Service was friendly, and there seemed to be an ample number of staff for the small space. It does not strike me as a destination restaurant, but I’d be more than happy to return if I am in the neighborhood again.

Vinegar Hill House (72 Hudson Avenue between Water & Front Streets, Brooklyn)

Food: *
Service: *
Ambiance: *
Overall: *

Thursday
Apr092009

The Payoff: Co.

Yesterday, Frank Bruni awarded one star to Co. We are still not sure what this review was doing in Bruni’s territory. If ever there were an obvious $25 & Under candidate, this was it. Anyhow:

Its sire and guiding spirit, Jim Lahey, hails from the breadmaking side of things. It’s bread above all he knows and loves, and you may well have tasted the evidence of that if you’ve eaten out in New York over recent years. Many restaurants buy loaves, rolls, focaccia and such from Sullivan Street Bakery, his yeasty baby. At least they do if they’re smart.

… … …

But he could indeed improve upon his pizzas somewhat. Although the best of them are outstanding and all pack the pleasures of a serious crust with serious blisters — Mr. Lahey uses an oven that generates heat in excess of 900 degrees — he hasn’t yet nailed the toppings. It’s as if he’s too focused on, and maybe too confident about, what lies beneath. A pizzaiolo-come-lately, he needs to sweat the cheese and the rest of it a little more.

We and Eater both took the one-star bet, but it paid only even money, so we win just $1 on our hypothetical one-dollar bets.


Eater   NYJ
Bankroll $126.50   $147.67
Gain/Loss +1.00   +1.00
Total $127.50   $148.67
* * * * * * * * * * * * * * * * * * * * *
Won–Lost 57–25
(70%)
  59–23
(72%)
Thursday
Apr092009

Tse Yang


I tried Tse Yang last week with a friend visiting from out of town. It’s an opulent place that puts a fine-dining gloss on Chinese cuisine usually associated with take-out. It has been around for 20 years, along with a sister restaurant in Paris. All of the menu items are listed in two languages, French and English, an affectation that I suspect is mostly for show.

Most of the online reviews emphasize that this place caters to expense accounts and well-heeled plutocrats. Soups and appetizers range from $6.50–28.00 (most over $15), entrées $19.50–55.00 (most over $25), vegetables, rice and noodles $12.00–19.50. It’s a little odd to see items listed at $0.25 and $0.75 increments, at a place where the average check size is probably over $75 per head.

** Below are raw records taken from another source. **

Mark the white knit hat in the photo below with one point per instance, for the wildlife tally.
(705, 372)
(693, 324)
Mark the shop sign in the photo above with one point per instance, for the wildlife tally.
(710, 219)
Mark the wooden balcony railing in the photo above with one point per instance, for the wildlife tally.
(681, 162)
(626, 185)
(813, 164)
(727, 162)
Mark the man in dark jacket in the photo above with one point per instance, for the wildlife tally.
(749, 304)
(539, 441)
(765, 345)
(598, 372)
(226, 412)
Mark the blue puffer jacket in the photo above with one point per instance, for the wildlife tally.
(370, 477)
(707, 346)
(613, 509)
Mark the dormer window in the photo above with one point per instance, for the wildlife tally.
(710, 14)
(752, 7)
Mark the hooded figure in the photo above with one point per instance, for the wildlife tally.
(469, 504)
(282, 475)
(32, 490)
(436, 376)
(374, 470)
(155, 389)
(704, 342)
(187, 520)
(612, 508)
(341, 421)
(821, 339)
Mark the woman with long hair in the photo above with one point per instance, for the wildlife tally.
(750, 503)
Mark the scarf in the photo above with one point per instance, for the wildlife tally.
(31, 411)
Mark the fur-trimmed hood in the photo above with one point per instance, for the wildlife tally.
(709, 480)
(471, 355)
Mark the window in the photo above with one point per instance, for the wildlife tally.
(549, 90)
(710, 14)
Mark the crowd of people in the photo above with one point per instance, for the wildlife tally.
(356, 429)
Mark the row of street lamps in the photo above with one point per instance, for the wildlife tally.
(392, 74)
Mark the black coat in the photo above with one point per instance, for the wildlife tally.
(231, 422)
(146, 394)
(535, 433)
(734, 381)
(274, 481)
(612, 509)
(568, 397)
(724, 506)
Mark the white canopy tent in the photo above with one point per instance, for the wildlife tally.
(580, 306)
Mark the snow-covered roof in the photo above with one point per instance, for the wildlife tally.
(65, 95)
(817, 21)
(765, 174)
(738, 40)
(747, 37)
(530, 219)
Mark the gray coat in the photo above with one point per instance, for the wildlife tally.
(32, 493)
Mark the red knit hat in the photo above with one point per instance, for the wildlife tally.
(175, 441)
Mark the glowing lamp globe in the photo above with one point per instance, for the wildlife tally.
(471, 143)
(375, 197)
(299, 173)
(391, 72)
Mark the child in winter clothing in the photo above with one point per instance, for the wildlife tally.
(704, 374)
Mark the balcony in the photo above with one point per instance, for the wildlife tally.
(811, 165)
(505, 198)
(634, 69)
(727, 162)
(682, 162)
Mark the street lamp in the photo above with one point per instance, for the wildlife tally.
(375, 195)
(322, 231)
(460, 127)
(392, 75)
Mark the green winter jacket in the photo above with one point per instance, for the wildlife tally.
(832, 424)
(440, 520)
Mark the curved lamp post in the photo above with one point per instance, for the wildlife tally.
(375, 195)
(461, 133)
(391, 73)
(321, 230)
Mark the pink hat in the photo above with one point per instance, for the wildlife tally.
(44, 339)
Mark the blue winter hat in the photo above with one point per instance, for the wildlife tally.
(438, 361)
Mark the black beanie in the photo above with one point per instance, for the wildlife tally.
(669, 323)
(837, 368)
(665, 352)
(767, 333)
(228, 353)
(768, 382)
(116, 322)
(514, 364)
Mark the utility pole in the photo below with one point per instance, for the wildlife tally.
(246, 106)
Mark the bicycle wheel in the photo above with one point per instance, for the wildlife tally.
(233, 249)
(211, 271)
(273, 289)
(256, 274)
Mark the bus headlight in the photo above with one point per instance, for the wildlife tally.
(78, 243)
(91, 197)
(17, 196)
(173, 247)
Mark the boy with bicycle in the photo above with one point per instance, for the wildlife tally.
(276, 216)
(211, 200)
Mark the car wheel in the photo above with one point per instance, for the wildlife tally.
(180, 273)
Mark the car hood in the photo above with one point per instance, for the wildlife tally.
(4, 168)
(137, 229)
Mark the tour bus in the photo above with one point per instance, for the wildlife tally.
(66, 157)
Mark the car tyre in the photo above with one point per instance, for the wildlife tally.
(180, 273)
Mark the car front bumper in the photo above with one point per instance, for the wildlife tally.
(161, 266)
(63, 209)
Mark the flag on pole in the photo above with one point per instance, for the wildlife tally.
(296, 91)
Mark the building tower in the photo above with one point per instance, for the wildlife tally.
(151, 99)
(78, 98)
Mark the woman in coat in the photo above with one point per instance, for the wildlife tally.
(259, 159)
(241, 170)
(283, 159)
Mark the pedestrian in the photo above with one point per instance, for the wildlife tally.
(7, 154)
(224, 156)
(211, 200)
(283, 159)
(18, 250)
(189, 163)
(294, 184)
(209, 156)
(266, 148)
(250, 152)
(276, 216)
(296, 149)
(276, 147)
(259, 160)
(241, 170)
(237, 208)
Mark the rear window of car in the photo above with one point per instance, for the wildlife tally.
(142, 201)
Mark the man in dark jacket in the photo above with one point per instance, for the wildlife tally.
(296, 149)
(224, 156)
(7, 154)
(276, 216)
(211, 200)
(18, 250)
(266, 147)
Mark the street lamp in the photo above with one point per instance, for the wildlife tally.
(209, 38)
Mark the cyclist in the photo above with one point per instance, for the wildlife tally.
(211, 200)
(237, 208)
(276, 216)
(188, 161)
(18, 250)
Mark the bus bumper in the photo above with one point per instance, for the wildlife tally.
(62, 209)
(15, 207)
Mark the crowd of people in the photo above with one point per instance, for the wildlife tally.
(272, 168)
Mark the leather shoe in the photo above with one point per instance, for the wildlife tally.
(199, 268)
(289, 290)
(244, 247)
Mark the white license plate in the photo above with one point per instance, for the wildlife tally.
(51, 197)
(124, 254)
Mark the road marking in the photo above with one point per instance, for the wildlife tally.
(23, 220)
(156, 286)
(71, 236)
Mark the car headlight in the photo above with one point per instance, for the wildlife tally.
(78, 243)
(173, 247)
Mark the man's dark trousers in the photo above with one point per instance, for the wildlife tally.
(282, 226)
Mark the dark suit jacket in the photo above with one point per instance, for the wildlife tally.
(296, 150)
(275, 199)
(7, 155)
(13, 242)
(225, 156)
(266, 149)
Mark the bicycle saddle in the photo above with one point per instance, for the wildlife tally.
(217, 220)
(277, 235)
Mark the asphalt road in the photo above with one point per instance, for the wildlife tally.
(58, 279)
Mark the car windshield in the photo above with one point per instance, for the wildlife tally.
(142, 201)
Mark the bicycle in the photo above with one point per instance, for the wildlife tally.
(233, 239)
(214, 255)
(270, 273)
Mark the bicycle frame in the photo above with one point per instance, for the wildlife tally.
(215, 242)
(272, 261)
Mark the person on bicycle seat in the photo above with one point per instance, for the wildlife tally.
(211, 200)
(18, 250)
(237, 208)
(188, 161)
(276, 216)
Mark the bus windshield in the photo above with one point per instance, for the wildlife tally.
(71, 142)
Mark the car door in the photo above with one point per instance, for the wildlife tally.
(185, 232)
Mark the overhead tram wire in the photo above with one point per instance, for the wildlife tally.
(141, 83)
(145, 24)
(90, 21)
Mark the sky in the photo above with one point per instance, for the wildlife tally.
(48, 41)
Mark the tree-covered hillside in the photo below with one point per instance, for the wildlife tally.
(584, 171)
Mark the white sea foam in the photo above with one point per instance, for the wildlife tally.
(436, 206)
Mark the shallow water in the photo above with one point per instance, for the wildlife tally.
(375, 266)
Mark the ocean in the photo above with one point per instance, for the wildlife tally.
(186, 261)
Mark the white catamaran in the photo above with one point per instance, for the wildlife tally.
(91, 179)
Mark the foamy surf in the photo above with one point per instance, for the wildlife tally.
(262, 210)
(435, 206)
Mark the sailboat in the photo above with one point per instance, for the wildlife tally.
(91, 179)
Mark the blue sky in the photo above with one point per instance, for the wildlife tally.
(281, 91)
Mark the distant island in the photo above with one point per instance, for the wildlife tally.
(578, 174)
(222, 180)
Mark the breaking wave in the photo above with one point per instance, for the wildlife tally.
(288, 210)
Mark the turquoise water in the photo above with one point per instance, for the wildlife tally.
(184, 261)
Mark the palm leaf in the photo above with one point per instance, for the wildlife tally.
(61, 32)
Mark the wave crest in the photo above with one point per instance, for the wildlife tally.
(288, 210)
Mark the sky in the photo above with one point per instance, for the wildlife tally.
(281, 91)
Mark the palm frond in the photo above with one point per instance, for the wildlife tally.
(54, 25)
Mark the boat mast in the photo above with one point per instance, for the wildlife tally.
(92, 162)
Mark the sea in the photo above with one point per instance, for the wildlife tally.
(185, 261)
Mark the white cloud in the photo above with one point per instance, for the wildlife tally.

There’s a serious wine list (which we did not sample), and service is a big step up from the average Chinese restaurant. We ordered entrées to share, which were plated tableside. The servers are efficient, but they seemed bored—as you would expect at a place with laminated menus that probably haven’t changed in decades, except to raise prices.

We ordered quite modestly: a spring roll (left) plus shared orders of “Your Favorite Tse Yang Chicken” and “Lemon Sweet–Sour Pork” (right). There was nothing revelatory about either dish, but the flavor balances and freshness were well above what you’d get at take-out—as they ought to be.

The final bill was $36 per person before tip. You can probably get food just as good or better in Chinatown for a much lower price, but the refined atmosphere at Tse Yang fits the bill for a quiet, relaxed meal.

Tse Yang (34 E. 51st Street between Park & Madison Avenues, East Midtown)

Food: *
Service: *
Ambiance: **
Overall: *

Tuesday
Apr072009

Rolling the Dice: Co.

The Line: Tomorrow, Frank Bruni gives yet another audition for the $25 & Under column with a review of Jim Lahey’s Vongerichten-backed pizzeria, Co. (pronounced “Company”). The Eater oddsmakers have set the action as follows (√√ denotes the Eater bet):

Zero Stars: 10-1
One Star: EVEN √√
Two Stars:
5-1
Three Stars: 500-1
Four Stars:
20,736-1

The Skinny: Today’s action won’t detain us for long. We’re not regulars on the pizzeria circuit: there just aren’t enough days in the year, nor spare calories in our diet. But the notion of betting on anything other than one star strikes us as absurd, crazy, or absurdly crazy. Take your pick.

The Bet: The year of the one-star restaurant continues. We are betting that Frank Bruni will award one star to Co.